La scorsa estate è considerata da tutti gli studiosi e i commentatori internazionali (quasi tutti) l’estate in cui il clima è cambiato in modo drammatico in tutto il mondo. I 40 gradi si sono raggiunti e superati per periodi non brevi anche in zone temperate dell’Europa come la Spagna e l’Italia, specie nelle grandi città. Le conseguenze sono assai gravi, soprattutto per i più poveri del Nord e del Sud: alcune sono sotto i nostri occhi – dai nubifragi sempre più violenti e distruttivi, agli tsunami assassini, agli incendi spaventosi, all’aumento della siccità e della desertificazione, con il conseguente aumento della fame e della mortalità infantile in Africa, così come dei conflitti, delle diseguaglianze e delle migrazioni (alimentate queste ultime dall’instabilità sociale, economica e politica). Altre conseguenze, come quelle sulla salute, si realizzeranno più compiutamente nel corso del tempo.

Il nuovo governo giallo-verde pare non essersene accorto, occupato com’è a costruire l’Italia sovranista e l’Europa delle piccole patrie. Ma non se ne sono accorti neanche i media italiani, Tv e carta stampata (con poche eccezioni come il manifesto), che ignorano parole quali ambiente e riscaldamento climatico, occupati come sono a discettare sulla crescita: e questo è ancora più preoccupante perché così facendo vengono meno alla loro ragion d’essere, quella di quarto potere e di guardiani del sistema. A loro dire, la crescita farebbe aumentare l’occupazione, ma l’evidenza empirica dimostra che nel terzo millennio la crescita è debole dovunque, in particolare in Italia, e che il circolo virtuoso “investimenti, consumi, occupazione” del secolo scorso non funziona più nella fase della globalizzazione finanziaria – per molte ragioni, prima tra tutte proprio il riscaldamento climatico, la cui causa di fondo è l’impiego sempre più esteso delle energie fossili (carbone, petrolio e gas).

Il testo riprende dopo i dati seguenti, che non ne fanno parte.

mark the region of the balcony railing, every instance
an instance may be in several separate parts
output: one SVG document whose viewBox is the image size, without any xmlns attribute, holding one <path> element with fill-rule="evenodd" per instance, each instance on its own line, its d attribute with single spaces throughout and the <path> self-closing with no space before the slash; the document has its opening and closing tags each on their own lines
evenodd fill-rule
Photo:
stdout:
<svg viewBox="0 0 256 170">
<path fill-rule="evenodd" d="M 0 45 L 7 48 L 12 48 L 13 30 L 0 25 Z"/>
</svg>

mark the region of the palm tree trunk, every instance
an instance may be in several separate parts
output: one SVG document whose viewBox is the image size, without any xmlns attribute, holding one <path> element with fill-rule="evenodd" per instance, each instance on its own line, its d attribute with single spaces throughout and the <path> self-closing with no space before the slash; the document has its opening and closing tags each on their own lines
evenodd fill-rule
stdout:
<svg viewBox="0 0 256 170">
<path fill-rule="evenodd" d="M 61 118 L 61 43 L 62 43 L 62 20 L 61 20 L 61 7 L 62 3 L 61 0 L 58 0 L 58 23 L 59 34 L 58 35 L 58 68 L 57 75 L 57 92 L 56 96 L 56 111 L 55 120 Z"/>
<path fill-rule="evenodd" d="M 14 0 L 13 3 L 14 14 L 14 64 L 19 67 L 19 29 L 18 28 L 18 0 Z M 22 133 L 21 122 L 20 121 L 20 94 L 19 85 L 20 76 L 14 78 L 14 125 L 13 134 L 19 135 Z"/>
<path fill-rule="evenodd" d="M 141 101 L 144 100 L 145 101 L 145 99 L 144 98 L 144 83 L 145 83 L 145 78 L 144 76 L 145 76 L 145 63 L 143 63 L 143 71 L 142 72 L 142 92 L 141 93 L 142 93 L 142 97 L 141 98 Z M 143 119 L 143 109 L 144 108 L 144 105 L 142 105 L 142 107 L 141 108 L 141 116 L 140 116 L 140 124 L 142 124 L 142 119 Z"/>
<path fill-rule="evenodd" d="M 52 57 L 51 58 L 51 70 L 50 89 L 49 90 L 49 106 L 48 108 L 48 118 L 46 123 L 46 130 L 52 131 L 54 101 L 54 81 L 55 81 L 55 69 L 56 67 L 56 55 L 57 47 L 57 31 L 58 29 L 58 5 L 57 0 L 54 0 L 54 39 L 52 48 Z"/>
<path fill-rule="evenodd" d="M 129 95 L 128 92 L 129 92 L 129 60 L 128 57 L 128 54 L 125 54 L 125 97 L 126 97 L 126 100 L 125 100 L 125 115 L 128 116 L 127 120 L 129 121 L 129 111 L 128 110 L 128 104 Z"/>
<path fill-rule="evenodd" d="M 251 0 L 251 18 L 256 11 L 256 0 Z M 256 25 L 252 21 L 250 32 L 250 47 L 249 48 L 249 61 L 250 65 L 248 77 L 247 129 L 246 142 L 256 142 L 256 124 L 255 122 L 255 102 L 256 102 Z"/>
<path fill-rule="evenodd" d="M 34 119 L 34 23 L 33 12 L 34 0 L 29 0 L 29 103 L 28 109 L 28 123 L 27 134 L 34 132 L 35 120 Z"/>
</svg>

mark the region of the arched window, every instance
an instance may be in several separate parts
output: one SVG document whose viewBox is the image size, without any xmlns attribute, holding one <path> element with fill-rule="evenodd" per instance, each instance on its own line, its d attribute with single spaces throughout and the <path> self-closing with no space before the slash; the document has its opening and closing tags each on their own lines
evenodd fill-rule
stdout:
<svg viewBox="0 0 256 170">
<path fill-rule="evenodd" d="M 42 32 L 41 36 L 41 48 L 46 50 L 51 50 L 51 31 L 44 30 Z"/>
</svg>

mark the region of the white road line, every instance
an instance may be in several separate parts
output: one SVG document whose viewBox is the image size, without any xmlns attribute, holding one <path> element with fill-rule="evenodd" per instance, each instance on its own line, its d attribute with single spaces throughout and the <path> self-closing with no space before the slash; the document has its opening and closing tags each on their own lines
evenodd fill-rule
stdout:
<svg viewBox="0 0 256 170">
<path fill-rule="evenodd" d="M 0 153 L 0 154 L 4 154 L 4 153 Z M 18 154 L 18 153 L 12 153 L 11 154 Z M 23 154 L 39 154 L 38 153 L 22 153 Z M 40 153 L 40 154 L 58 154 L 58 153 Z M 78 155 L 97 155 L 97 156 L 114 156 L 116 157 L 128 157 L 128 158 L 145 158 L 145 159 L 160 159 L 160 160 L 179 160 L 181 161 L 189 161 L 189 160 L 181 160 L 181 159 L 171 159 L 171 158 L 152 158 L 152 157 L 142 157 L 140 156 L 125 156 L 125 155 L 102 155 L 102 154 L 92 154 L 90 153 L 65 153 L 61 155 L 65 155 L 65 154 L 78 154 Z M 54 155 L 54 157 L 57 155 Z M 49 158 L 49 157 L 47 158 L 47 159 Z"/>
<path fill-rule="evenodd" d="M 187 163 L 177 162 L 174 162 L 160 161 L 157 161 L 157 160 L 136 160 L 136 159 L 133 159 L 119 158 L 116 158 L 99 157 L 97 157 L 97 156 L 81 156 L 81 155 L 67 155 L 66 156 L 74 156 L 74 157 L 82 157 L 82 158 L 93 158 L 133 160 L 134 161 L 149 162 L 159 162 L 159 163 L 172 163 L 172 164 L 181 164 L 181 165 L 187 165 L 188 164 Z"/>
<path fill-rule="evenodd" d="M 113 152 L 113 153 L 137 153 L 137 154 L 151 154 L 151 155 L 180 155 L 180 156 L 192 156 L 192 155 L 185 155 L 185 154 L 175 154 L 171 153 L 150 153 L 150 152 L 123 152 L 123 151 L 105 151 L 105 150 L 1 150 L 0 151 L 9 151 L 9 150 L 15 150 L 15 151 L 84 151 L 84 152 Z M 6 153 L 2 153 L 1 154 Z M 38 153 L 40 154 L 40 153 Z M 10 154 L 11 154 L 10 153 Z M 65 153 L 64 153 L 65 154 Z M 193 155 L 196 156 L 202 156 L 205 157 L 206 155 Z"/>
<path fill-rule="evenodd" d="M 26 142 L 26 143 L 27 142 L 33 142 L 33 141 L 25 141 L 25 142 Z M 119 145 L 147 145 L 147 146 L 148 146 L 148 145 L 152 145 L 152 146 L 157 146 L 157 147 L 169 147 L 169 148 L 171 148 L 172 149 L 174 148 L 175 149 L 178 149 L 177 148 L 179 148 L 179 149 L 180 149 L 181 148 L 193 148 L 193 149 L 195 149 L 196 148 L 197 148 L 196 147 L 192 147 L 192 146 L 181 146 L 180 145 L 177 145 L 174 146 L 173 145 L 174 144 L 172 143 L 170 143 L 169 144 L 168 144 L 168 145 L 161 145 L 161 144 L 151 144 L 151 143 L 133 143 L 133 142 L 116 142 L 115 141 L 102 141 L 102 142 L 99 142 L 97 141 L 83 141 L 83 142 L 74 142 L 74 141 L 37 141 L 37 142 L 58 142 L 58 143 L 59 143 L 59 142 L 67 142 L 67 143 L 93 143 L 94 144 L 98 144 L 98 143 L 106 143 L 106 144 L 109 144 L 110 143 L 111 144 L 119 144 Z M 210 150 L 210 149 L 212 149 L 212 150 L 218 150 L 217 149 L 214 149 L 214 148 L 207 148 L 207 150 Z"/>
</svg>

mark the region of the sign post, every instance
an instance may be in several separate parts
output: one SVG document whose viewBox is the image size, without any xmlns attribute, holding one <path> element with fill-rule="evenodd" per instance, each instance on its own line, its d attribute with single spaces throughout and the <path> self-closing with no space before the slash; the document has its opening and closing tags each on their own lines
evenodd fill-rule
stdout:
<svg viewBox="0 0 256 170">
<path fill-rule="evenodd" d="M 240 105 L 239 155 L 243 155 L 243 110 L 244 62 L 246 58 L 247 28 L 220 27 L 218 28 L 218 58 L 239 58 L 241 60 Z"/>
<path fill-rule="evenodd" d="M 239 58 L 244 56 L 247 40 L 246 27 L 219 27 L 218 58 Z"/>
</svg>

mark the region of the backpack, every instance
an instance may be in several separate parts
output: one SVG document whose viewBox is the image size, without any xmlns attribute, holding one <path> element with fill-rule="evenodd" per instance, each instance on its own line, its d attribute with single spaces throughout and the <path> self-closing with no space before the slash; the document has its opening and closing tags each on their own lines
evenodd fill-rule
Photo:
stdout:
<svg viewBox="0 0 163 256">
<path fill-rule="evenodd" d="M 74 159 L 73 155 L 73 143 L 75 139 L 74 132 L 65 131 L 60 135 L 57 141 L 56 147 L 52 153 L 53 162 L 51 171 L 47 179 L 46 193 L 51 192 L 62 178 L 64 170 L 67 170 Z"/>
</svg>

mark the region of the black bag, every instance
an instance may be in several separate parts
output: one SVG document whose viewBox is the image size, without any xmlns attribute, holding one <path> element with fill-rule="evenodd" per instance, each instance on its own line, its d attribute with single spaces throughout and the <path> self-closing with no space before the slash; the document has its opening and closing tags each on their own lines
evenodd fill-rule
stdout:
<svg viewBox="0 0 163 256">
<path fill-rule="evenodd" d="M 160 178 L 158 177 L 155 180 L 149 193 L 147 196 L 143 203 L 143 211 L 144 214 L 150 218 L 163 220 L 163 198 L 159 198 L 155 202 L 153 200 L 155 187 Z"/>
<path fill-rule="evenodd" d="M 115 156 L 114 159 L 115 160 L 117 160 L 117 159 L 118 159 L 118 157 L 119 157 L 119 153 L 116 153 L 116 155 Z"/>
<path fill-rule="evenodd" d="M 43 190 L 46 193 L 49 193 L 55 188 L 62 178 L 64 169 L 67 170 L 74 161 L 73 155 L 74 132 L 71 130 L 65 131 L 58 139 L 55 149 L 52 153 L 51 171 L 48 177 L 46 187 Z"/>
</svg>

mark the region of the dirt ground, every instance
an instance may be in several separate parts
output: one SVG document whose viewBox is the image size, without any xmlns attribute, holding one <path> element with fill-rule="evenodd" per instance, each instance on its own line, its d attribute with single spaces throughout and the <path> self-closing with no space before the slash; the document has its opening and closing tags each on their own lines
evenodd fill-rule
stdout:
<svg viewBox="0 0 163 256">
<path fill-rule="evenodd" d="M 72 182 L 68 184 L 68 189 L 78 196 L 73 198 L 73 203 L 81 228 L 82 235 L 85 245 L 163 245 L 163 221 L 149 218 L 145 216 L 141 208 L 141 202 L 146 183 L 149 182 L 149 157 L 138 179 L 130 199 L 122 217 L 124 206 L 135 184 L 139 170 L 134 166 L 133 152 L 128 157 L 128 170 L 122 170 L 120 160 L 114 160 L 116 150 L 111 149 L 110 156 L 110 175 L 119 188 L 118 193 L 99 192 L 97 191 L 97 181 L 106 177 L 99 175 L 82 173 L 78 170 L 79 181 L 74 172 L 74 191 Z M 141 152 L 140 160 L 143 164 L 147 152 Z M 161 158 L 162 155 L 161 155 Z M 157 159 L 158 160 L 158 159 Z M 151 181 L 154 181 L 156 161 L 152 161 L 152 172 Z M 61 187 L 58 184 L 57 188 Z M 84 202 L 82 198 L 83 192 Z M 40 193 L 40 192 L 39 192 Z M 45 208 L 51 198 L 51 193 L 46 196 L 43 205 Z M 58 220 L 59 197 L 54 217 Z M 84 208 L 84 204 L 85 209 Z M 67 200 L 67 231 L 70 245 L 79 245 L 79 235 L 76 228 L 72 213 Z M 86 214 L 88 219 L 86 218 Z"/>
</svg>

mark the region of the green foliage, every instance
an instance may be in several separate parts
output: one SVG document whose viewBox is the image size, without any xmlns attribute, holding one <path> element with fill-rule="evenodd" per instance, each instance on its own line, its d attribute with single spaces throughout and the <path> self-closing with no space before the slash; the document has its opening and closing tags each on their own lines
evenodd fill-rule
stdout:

Accade così che mentre è in arrivo un altro inverno, che ci auguriamo non sia “di lacrime e sangue” neanche sul fronte ambientale oltre che su quello finanziario – vedi il nubifragio della Calabria e quello della Sicilia orientale già nel mese di ottobre – non un euro è previsto nelle scelte di spesa pubblica per mettere in sicurezza il territorio, riducendo così le cause del riscaldamento climatico, quali la cementificazione del suolo (in Italia scompare una piazza Navona ogni due ore) o la fusione dei ghiacciai (che fa alzare il livello degli oceani). Senza contare i costi che gravano sui contribuenti per i danni ambientali prodotti dalla mancata manutenzione degli ecosistemi naturali, e i morti che essi spesso determinano.